Superman: Secret Identity: written by Kurt Busiek; illustrated by Stuart Immonen (2004): Busiek takes a decidely Meta concept inspired by a Superman comic book of the 1980’s and extrapolates it into a moving tale about the Man of Steel. In a weird way, OUR Man of Steel.
The Superman team-up series DC Comics Presents offered an odd story towards the end of its run in the 1980’s. In it, the Superman of DC’s main Earth, Earth-1, met the Superboy of Earth-Prime. But the thing was, Earth-Prime was, in DC’s multiverse, ‘our’ Earth, one without superheroes, one upon which all of DC’s heroes were simply characters in comic books. That included Superboy and Superman. So Superboy of Earth-Prime found himself with superpowers on an Earth where he was already a fictional character.
Borges, eat your heart out!
Busiek takes this initial concept and, not in a situation to write an ongoing, in-continuity series about Superboy-Prime, instead writes a non-continuity story that follows a Superboy from a world where he’s a fictional character through the course of the super-powered portion of his lifetime.

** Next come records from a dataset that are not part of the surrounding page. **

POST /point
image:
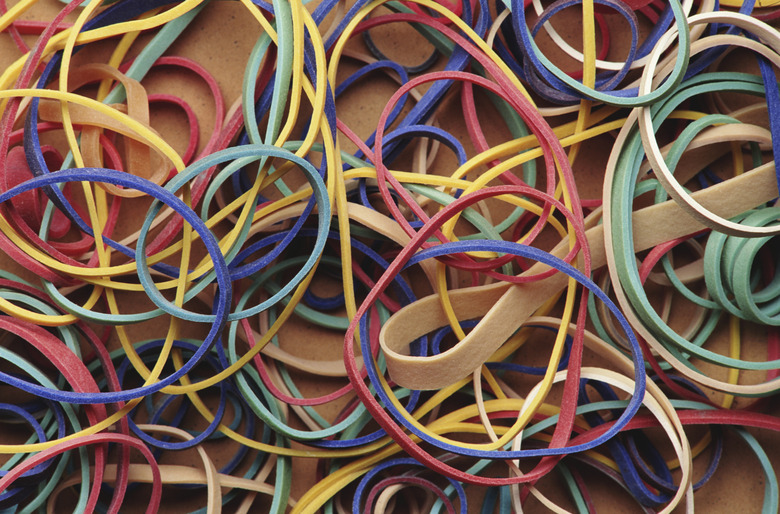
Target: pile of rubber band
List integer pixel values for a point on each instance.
(492, 328)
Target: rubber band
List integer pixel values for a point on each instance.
(171, 300)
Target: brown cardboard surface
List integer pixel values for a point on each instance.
(220, 39)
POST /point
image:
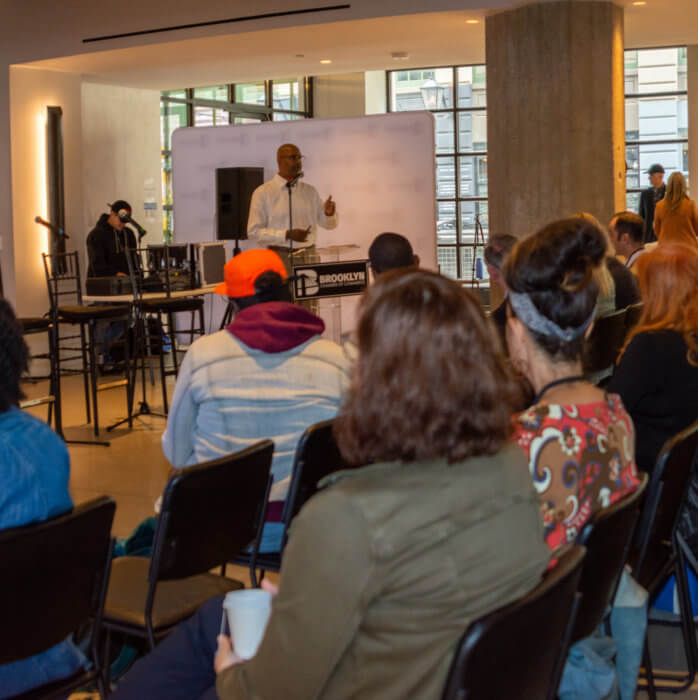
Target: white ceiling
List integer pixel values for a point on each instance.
(430, 39)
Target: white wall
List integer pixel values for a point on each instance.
(341, 95)
(692, 78)
(31, 91)
(121, 147)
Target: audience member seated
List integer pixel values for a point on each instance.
(268, 374)
(387, 566)
(391, 251)
(34, 470)
(617, 285)
(578, 439)
(627, 235)
(657, 375)
(498, 247)
(676, 216)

This Superboy has been teased for years because his parents thought it would be cool to name a male baby with the last name Kent who hails from a small town in Kansas (Pickettsville, not Smallville)…Clark. And one night, when he’s 13, Clark suddenly wakes up with a pretty fair approximation of all of Superman’s powers.
What follows is a really charming story which allows Busiek to explore the aging of a superhero. Most ‘adult’ superhero books explore either the beginning or the end of their hero’s career. Busiek’s best work lies here in exploring the middle — adulthood, parenthood, grandparenthood. His Superman, who consciously adopts the classic costume in part because it means people who see him won’t be believed, operates in secrecy, leery of a U.S. government that apparently wants to dissect him.

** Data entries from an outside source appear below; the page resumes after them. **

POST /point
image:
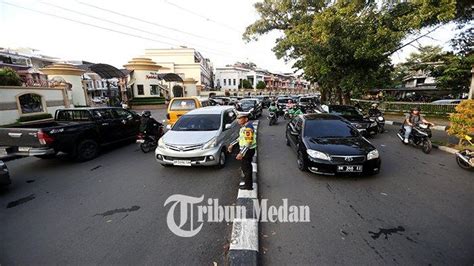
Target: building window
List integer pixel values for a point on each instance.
(140, 89)
(31, 103)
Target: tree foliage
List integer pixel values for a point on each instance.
(8, 77)
(345, 46)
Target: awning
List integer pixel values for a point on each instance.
(103, 70)
(170, 77)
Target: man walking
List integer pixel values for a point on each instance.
(248, 143)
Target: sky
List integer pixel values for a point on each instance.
(114, 32)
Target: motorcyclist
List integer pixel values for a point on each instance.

But as a fundamentally decent person, Clark continues to help people, despite the risk of being followed home. His powers aren’t great enough to always protect him from being knocked unconscious, but he keeps going anyway. And perhaps the government will eventually decide that he’s not a threat — or develop superheroes of its own.

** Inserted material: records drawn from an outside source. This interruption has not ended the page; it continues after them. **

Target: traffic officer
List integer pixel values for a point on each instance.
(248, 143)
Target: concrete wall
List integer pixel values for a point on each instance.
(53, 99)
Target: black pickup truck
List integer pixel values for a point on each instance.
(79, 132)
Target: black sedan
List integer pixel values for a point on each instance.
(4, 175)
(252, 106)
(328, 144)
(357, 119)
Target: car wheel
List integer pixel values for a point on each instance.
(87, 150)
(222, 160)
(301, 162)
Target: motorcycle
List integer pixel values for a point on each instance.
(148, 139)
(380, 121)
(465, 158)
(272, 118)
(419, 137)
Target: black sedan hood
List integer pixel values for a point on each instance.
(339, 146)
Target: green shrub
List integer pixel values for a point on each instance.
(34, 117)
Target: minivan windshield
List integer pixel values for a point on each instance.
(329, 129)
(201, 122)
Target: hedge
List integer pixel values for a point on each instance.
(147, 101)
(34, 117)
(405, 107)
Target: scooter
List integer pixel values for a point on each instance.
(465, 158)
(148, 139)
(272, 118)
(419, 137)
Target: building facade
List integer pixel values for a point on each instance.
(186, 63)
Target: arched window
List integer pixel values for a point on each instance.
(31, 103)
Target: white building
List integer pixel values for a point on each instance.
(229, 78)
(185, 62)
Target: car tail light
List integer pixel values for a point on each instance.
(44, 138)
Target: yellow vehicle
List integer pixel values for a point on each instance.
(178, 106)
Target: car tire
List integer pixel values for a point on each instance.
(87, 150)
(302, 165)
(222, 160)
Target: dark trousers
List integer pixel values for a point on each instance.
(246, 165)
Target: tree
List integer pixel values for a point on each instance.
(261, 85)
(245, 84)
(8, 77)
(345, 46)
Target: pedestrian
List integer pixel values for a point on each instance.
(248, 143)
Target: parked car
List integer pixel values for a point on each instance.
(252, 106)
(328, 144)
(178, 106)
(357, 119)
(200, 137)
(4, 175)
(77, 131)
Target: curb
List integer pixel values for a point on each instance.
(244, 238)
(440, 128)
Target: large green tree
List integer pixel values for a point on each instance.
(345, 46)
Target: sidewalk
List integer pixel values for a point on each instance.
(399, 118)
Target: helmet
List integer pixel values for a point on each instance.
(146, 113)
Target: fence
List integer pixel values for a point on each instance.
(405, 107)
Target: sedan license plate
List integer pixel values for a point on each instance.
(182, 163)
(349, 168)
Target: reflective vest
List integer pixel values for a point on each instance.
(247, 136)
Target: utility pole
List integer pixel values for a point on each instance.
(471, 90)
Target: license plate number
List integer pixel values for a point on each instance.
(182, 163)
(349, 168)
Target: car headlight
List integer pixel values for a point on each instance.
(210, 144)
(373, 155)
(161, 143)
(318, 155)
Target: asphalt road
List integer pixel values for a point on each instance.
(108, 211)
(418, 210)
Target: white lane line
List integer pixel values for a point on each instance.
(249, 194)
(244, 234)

Busiek and artists Immonen, who’s never done better work than he does here, do a lovely job of pointing out the ways in which it would be great to be Superman, both through the soaring, two-page vistas that periodically appear to show the world as Superman sees it, and through the little things that he takes for normal, such as being able to go to any restaurant in the world whenever he wants to. It’s a great take on Superman, wonderfully told, with expressive character work by Immonen. Recommended.